0
votes

I want to create a grammar rule for a simplified version of a block statement in C, which matches a list of statements in braces with optional newlines at the beginning and end. Statements in this language are terminated by a newline character.

The optional newlines are so that block statements can span multiple as well as single lines. i.e, both

{ statement }

and

{
    statement
}

should be supported.

Currently my rules are as follows:

BlockStmt:
    '{' OptionalNewlines BlockStmtList OptionalNewlines '}';


OptionalNewlines:
        OptionalNewlines '\n'
    |   %empty;

Empty blocks are also supported, which are basically blocks with just newlines in them and no statements. This is possible because BlockStmtList can reduce to %empty.

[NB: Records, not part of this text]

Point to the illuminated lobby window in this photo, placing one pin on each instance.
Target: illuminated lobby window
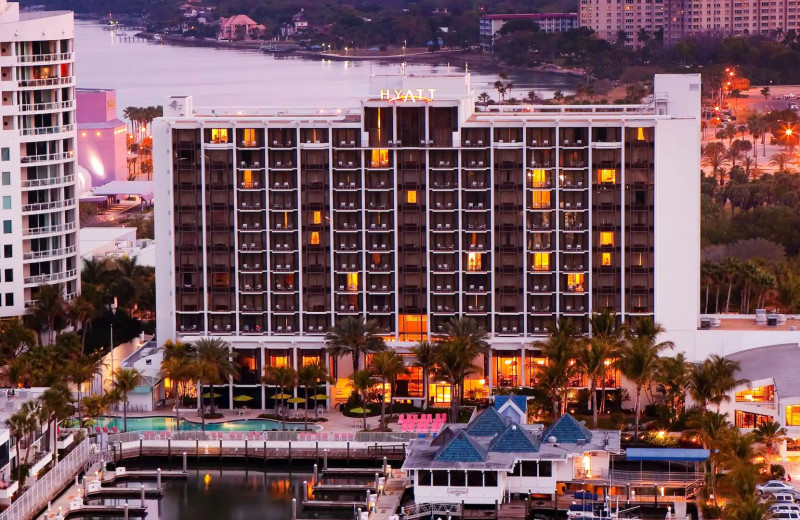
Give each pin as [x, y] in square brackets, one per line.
[538, 178]
[541, 199]
[352, 281]
[474, 261]
[606, 176]
[219, 135]
[761, 394]
[575, 282]
[541, 261]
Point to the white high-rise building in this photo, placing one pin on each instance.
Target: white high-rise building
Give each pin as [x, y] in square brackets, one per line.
[418, 207]
[38, 209]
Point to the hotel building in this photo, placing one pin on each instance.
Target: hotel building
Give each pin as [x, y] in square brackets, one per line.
[416, 208]
[39, 212]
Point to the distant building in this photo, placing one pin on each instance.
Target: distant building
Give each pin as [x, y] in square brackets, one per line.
[240, 27]
[490, 24]
[102, 147]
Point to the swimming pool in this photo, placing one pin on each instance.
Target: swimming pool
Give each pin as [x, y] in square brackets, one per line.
[169, 423]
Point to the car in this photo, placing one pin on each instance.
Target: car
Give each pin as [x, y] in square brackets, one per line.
[773, 486]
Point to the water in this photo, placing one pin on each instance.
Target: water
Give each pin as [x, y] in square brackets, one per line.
[169, 423]
[145, 73]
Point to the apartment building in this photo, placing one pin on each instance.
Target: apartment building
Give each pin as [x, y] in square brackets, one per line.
[681, 18]
[37, 156]
[415, 208]
[490, 24]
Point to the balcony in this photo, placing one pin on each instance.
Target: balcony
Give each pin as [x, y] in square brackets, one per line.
[47, 278]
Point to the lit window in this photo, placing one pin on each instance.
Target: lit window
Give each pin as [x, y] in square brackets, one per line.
[607, 176]
[541, 200]
[541, 261]
[352, 281]
[474, 261]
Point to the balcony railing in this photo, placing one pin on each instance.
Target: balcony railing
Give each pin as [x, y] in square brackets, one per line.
[46, 278]
[39, 58]
[50, 181]
[35, 255]
[44, 230]
[47, 130]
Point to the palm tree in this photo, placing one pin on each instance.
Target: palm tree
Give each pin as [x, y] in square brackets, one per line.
[639, 359]
[354, 336]
[124, 381]
[283, 377]
[310, 376]
[424, 359]
[215, 352]
[387, 365]
[770, 433]
[362, 381]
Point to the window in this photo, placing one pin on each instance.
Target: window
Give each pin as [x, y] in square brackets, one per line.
[541, 261]
[606, 176]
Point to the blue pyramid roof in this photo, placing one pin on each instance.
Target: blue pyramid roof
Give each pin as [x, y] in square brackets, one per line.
[487, 424]
[515, 439]
[567, 429]
[462, 448]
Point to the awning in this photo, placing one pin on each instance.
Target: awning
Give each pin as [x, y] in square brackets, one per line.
[666, 454]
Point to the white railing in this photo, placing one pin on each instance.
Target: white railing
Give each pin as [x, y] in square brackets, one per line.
[35, 255]
[51, 484]
[46, 278]
[49, 229]
[47, 130]
[38, 58]
[50, 181]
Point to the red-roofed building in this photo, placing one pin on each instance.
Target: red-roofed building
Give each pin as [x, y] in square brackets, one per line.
[490, 24]
[240, 27]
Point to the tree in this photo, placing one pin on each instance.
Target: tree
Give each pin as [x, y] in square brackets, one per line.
[424, 359]
[387, 365]
[354, 336]
[124, 381]
[362, 381]
[639, 359]
[283, 377]
[310, 376]
[215, 353]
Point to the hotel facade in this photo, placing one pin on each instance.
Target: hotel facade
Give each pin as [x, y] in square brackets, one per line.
[39, 211]
[417, 208]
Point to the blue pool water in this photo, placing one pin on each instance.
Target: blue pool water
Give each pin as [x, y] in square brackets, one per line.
[169, 423]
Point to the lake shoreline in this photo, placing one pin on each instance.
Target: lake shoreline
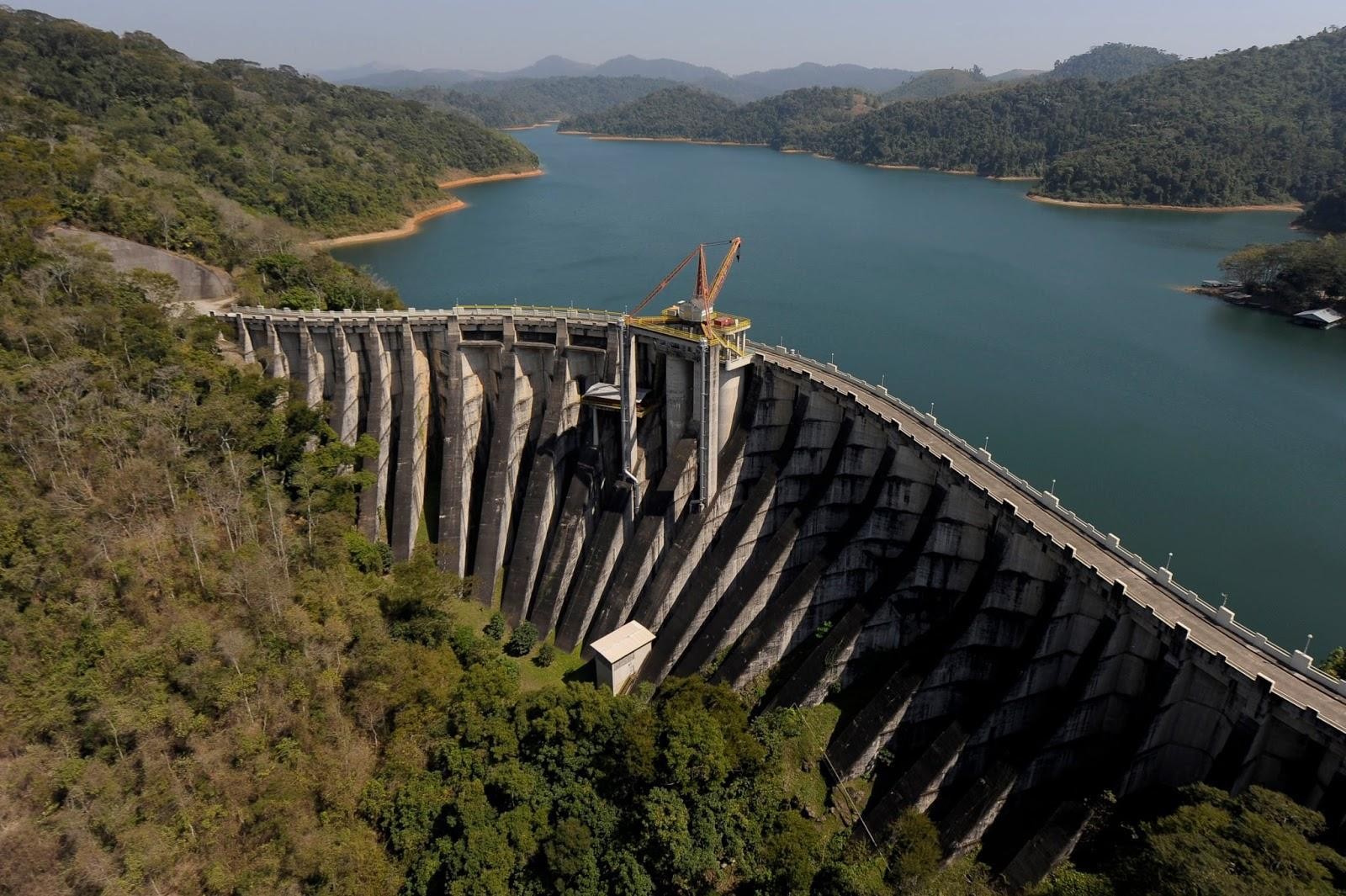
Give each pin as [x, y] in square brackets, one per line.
[1076, 204]
[1034, 197]
[538, 124]
[414, 222]
[699, 143]
[1255, 301]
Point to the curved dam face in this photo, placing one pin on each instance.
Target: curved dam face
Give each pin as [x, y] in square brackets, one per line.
[1002, 660]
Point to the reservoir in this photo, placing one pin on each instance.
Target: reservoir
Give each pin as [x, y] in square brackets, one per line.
[1058, 334]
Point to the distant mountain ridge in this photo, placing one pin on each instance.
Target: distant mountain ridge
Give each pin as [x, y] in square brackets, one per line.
[527, 101]
[1117, 124]
[1112, 62]
[753, 85]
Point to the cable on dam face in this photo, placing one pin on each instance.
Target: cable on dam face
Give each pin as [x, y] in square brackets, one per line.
[777, 523]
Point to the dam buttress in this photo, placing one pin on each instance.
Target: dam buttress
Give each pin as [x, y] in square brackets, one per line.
[785, 527]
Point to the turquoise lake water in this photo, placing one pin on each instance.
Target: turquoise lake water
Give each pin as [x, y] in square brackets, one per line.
[1177, 421]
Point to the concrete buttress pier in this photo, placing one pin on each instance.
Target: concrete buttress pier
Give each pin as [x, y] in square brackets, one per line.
[777, 522]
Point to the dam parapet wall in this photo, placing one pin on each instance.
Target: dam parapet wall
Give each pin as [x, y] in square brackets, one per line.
[1003, 658]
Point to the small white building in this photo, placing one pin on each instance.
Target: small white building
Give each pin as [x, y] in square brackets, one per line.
[1321, 318]
[619, 654]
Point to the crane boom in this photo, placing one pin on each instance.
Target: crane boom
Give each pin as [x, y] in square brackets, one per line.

However for empty blocks with just newlines, this leads to a shift-reduce conflict as the newlines can be matched by both the beginning and the ending OptionalNewlines non-terminal.

How do I tell yacc to prioritise one of the OptionalNewlines in the case of an empty block with just newlines?

1
Are you using newlines as statement terminators instead of semicolons? Or do you still have semicolons? If you have semicolons, why bother even passing the newlines to the parser?rici
forgot to clarify, I am using newlines as statement terminatorsashenoy
Please edit your question, thanks.rici

1 Answers

1
votes

Unless you have a problem with blank lines in the middle of a block -- something which many of us like to do -- the simple solution is to just allow empty statements (that is, a statement consisting only of the newline terminator. If you do that, you can stop worrying about optional newlines and just use

BlockStmt: '{' BlockStmtList '}';

That's far and away the easiest. But if it doesn't work for you, read on.

In general, you cannot have a sequence of optional lists where two of the lists have the same elements. That leads to an ambiguity: if your grammar allows a* b* a* (using Kleene * for simplicity) and the input is a, there is no way to know whether the empty a* is before or after the empty b*. "Optional" elements are problematic in many situations; it's often necessary to expand empty non-terminals into multiple rules using non-optional elements:

BlockStmt: '{' '}'
         | '{' NewLineList '}'
         | '{' NewLineList StmtList OptionalNewLineList '}'
         | '{' StmtList OptionalNewLineList '}'